If I ever put a sign up concerning tips it will be along the lines of :

"Tips are not necessary, I dare you!"


----------



## Another Uber Driver (May 27, 2015)

It appears that I am about to do something that I do not often do: I am about to disagree even with my fellow hackers on this one. I would not have put her out of the car, not right away, at least. Once it became apparent that the quality of the conversation was rapidly deteriorating, I would have asked her in a courteous, professional and businesslike manner if we could drop the subject, as I do want to avoid hostility. I would have added that there is no requirement to tip, so if she does not want to do it, she need not. If she kept it up, I would have asked her, a little more forcefully, mind you, to change the subject or not say anything. Being a major baseball fan, I would have added, with a smile, mind you, "strike two". Had she persisted, at that point it would be strike three, she is 0-W-T.



alex16 said:


> York
> Philly
> Harrisburg


MY WORD! You get to work a large chunk of Pennsyltucky, do you not? The drawback to this might be that after putting in a six hour day running several trips, you realise, suddenly, that you are in Enola and must get back home
to Conshohocken. (I do not know where you live, this is hypothetical, only , mind you.)



itsablackmarket said:


> Mixed feelings on this. I feel like she was just trying to engage in *friendly* (emphasis mine) debate


I do not disagree. My thoughts on the bottom line are not those of the Original Poster. I emphasised the "friendly" because I do disagree with you on that part of it. I found her tone anything but "friendly". As I stated in the header to my post, I would have tried to get the subject dropped and the trip completed

.



Uber Kraus said:


> She was killing you in the debate
> 
> Good on you for educating PAX


Given the sound quality on my contraption, I could not quite tell who was winning, but I do agree with the Original Poster's edge-uh-mah-kaytinn' the passenger, at least. I do not agree with the way in which he evicted her from his vehicle, however.



Hooligan67 said:


> Her argument was reasonable, instead of debating and intelligently arguing your point you threw her out.
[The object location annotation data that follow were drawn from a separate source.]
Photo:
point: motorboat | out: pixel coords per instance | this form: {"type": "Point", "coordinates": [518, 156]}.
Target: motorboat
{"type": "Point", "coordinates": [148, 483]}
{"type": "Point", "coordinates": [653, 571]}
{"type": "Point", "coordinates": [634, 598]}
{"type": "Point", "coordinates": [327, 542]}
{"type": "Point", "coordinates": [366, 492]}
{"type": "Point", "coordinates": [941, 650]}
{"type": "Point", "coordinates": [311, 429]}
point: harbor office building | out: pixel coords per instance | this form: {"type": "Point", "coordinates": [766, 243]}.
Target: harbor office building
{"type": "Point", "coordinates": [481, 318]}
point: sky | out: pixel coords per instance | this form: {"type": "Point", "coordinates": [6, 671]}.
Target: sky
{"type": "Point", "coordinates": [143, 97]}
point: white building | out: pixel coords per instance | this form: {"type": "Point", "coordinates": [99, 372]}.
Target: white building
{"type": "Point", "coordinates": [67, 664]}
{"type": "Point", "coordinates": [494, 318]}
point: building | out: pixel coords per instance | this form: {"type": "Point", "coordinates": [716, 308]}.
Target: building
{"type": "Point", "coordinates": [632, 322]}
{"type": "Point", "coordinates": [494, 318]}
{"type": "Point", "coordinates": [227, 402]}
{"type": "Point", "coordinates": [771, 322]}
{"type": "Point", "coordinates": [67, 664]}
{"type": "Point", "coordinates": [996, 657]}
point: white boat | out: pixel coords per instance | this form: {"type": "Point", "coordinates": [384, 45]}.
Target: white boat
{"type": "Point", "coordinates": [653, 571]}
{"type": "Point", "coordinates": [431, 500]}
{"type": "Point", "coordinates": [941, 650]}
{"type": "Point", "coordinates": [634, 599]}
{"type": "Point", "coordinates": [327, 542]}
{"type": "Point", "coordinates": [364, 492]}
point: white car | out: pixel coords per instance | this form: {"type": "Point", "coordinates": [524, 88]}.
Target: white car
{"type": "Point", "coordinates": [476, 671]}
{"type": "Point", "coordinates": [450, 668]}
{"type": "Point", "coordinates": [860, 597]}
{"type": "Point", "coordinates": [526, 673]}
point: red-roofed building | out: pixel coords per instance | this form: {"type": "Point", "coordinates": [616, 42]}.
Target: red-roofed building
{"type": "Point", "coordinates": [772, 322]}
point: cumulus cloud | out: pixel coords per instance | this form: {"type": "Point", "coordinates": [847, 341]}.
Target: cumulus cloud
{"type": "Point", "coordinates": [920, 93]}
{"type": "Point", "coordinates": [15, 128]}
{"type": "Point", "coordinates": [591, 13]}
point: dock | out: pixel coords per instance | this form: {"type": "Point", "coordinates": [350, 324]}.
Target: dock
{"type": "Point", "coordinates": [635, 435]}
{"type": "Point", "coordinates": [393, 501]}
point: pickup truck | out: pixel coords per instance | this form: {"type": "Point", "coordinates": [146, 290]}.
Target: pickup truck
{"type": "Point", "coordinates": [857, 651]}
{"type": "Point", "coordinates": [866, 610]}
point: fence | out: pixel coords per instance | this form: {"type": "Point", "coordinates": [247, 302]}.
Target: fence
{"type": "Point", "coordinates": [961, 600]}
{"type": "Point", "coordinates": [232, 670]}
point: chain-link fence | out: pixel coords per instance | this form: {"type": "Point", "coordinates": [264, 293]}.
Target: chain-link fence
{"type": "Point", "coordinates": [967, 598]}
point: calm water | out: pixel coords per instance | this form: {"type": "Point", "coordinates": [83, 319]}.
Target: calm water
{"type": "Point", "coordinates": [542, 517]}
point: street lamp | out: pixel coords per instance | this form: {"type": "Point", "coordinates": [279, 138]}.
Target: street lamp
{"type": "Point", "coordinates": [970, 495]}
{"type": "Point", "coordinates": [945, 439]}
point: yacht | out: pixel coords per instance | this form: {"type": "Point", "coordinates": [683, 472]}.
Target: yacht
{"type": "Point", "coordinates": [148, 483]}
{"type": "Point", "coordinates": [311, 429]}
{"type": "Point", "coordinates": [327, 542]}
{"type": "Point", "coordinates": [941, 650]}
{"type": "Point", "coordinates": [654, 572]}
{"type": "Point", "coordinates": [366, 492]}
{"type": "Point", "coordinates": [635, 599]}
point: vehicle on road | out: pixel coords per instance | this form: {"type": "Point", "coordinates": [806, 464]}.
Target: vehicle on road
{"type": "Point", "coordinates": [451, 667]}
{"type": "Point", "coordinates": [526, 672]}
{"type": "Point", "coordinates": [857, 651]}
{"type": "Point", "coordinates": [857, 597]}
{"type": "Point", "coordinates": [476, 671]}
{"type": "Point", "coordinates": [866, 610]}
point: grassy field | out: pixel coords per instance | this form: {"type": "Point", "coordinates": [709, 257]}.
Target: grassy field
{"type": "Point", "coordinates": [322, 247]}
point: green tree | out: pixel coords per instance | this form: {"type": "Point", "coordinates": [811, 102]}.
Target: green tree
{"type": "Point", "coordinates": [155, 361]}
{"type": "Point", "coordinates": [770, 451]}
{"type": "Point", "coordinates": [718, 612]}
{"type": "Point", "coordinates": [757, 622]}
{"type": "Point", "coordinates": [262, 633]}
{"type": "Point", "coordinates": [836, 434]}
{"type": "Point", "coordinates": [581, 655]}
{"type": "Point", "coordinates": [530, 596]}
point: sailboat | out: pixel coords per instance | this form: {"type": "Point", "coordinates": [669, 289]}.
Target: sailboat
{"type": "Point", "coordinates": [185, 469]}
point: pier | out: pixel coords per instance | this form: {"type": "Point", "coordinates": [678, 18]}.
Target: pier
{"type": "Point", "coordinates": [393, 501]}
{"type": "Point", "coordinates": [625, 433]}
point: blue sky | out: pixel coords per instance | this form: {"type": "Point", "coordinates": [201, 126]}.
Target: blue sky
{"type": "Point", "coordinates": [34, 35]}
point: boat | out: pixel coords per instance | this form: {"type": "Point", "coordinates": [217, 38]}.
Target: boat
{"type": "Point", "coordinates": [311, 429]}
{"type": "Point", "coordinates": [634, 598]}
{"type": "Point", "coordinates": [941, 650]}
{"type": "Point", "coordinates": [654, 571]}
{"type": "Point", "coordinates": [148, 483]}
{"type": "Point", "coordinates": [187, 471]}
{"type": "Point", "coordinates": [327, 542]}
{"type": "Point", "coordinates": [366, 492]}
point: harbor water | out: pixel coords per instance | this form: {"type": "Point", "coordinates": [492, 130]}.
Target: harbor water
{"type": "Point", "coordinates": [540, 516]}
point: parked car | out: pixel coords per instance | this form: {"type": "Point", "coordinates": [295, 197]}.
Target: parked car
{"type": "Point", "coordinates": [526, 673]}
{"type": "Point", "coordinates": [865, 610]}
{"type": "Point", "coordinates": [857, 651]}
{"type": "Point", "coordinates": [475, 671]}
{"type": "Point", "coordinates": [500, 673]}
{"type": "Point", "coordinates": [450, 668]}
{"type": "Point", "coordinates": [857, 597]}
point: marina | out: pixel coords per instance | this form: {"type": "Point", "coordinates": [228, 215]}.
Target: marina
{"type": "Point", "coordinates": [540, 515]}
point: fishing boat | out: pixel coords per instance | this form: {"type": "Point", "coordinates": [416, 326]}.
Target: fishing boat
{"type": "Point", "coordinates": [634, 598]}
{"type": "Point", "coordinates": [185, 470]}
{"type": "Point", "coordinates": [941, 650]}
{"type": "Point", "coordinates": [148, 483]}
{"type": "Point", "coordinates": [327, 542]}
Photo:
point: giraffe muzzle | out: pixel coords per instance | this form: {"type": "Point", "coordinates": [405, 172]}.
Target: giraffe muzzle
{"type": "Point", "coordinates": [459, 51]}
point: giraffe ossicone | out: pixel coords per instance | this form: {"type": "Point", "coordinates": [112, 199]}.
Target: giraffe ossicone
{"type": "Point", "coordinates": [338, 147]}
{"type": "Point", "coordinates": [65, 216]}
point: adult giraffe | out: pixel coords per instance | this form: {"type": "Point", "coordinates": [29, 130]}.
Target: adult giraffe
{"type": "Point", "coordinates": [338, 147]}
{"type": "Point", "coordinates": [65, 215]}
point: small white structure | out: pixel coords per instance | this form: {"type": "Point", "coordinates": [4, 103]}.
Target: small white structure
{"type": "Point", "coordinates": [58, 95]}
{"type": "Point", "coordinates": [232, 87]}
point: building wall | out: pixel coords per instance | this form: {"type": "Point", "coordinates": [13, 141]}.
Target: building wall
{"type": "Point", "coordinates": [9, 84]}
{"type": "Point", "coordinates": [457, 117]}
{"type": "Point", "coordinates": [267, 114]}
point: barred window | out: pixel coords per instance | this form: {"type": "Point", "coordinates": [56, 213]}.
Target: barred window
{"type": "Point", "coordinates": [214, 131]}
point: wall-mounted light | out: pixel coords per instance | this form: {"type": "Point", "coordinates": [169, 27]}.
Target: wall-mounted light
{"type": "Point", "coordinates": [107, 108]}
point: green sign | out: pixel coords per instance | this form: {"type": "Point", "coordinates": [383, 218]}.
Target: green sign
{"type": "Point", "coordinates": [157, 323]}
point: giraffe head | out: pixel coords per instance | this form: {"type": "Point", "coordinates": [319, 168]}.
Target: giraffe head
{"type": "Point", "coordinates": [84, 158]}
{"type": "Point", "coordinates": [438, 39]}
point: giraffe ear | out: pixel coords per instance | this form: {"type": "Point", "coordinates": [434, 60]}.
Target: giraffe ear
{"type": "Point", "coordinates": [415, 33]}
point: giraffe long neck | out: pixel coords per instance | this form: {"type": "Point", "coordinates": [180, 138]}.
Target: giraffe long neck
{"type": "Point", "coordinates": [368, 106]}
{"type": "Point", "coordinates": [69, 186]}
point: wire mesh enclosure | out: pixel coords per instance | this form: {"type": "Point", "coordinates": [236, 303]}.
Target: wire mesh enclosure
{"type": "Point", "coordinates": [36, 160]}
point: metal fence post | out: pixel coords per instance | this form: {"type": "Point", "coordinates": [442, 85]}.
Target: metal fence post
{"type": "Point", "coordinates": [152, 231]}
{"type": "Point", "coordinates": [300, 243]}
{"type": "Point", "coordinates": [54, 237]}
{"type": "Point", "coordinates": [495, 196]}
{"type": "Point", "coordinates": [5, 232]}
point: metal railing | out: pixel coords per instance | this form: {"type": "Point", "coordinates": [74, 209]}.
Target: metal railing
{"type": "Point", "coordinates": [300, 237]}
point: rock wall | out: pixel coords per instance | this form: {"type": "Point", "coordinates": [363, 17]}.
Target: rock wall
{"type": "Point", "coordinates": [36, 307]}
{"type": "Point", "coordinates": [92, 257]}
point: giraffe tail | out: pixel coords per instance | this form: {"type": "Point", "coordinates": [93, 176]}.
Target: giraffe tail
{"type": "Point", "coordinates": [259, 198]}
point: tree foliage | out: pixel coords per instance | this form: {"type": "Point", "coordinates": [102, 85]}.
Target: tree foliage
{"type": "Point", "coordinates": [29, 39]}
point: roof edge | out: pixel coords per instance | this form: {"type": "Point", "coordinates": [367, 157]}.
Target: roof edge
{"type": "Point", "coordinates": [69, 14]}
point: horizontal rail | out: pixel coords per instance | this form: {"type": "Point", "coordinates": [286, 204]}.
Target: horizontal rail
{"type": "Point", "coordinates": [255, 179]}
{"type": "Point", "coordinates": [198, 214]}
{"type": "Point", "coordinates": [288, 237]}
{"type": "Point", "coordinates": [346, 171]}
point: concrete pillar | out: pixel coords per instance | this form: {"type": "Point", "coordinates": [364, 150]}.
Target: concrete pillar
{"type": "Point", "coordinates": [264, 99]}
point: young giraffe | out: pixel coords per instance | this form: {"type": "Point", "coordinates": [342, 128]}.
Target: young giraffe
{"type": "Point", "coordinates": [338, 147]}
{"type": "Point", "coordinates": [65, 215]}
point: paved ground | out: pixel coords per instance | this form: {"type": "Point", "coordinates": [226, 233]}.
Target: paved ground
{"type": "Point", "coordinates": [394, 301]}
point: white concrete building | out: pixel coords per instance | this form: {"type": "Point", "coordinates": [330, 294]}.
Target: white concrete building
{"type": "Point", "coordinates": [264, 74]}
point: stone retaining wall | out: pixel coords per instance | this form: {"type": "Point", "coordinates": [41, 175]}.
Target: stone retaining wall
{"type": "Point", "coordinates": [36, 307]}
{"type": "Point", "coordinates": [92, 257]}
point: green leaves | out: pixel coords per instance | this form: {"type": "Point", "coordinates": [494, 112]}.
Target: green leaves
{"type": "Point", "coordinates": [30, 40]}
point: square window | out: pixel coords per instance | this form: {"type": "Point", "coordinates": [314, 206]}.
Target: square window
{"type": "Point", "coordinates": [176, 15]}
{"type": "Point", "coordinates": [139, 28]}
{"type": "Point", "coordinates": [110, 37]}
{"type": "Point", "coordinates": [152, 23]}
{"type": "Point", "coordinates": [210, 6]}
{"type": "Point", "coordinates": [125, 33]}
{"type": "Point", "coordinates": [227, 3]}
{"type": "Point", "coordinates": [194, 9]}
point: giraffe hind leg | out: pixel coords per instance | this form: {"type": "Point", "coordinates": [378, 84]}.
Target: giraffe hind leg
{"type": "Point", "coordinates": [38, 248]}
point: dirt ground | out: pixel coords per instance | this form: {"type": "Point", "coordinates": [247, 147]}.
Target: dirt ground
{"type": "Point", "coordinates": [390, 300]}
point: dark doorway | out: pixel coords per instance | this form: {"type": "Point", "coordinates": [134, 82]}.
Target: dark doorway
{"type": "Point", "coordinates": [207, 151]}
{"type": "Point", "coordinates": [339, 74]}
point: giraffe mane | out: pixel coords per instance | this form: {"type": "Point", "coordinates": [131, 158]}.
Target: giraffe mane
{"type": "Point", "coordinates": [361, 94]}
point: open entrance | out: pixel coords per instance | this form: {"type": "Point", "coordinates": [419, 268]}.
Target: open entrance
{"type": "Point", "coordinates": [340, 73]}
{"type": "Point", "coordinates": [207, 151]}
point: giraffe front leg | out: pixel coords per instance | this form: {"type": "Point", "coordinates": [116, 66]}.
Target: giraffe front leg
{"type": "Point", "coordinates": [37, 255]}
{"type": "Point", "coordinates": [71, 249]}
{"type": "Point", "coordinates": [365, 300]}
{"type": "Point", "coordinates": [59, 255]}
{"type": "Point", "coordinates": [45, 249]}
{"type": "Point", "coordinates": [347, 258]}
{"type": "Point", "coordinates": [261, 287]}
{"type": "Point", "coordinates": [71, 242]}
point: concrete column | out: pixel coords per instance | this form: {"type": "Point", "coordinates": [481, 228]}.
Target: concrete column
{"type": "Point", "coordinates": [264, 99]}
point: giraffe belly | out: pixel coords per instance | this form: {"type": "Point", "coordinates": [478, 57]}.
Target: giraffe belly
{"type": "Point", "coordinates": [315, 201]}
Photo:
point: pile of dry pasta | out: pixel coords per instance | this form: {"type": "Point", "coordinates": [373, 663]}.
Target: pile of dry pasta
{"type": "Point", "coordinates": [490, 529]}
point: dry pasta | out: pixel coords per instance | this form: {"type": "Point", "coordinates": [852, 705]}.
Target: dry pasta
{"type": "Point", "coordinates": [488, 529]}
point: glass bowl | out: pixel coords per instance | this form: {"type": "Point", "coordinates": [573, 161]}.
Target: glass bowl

Argue your point or end the discussion; I would have picked one. Had I picked the latter and had she tried to keep it up, I would have given her two more opportunities to drop it, at least. I am a major fan of baseball, so I do try to give everyone three strikes. To be sure, there is such a thing as a pop-foul, though. This was not a pop-foul. Is there anything similar in cricket? I have seen a few matches here and there, but I am about as well versed in that game as you might be in baseball.



UberNorthStar said:


> "People in glass houses should not thrown stones," Mate!


......and definitely should dress in the basement, reckon!................



ocbob2 said:


> Go see the LA/OC city thread. Looks like a shit load of drivers were waitlisted and offices decided to be, by coincidence, closed for the weekend.


My WORD! Uber is taking a page from the cab companies' playbook.



Hooligan67 said:


> Let me guess ..... Anyone who doesn't have your point of view must work for Uber right?


There are some posters to this forum whose points-of-view are so pro-Uber that there only two logical explanations:

1. They work for Uber

2. They do not work for or even receive any compensation from Uber (save payments for trips run, advertised incentives and bonuses). That brown stylised "U" logo on their noses, however, is obvious to anyone whose reading level is that of a ten year old.


----------



## Bob Smith (Jan 11, 2015)

This actually pisses me off because I've wasted a lot of my breath educating riders about the costs of being an uber driver. And they are the ones bringing it up. Every ride I get someone asking me how I like Uber. I say its alright not the best or something like that. Then I always get"Every Uber driver Ive talked to always says they love driving for uber, why dont you like it?" Then because they asked I tell them about the wear n tear, dead kms, the no insurance and how i'm putting my future at risk while im still very young and all the other expenses. I wouldnt be doing Uber if I didnt need too. I find it hard after knowing all the shit we go through to put on a straight face and just lie to the passengers. "yeah ubers great i make life changing money" Like come the **** on.. and what if they would tip because they are one of the 2-3% that actually give a shit but now they are not because im lying saying that uber is amazing when it really isnt?
Most simply dont give a shit though. Although some do and like i said maybe 2-3% of passengers have given me tips after explaining and maybe 10% say they want to but dont have cash. But thats a very low percentage for me to have to explain everything and turn the ride into a pity party the whole time. A sign would make my life so much easier but of course we have stupid people like the girl in your video as riders sometimes. That's life though. Whenever you are trying to do something like start a new business or climb mount Everest or join the army youre gonna have at least somebody try to talk you out of it.


----------



## Taxi Driver in Arizona (Mar 18, 2015)

glados said:


> What are the wiretapping laws in your state?
> 
> Are you aware that you may have committed a felony by recording audio, and posting the audio recording without consent?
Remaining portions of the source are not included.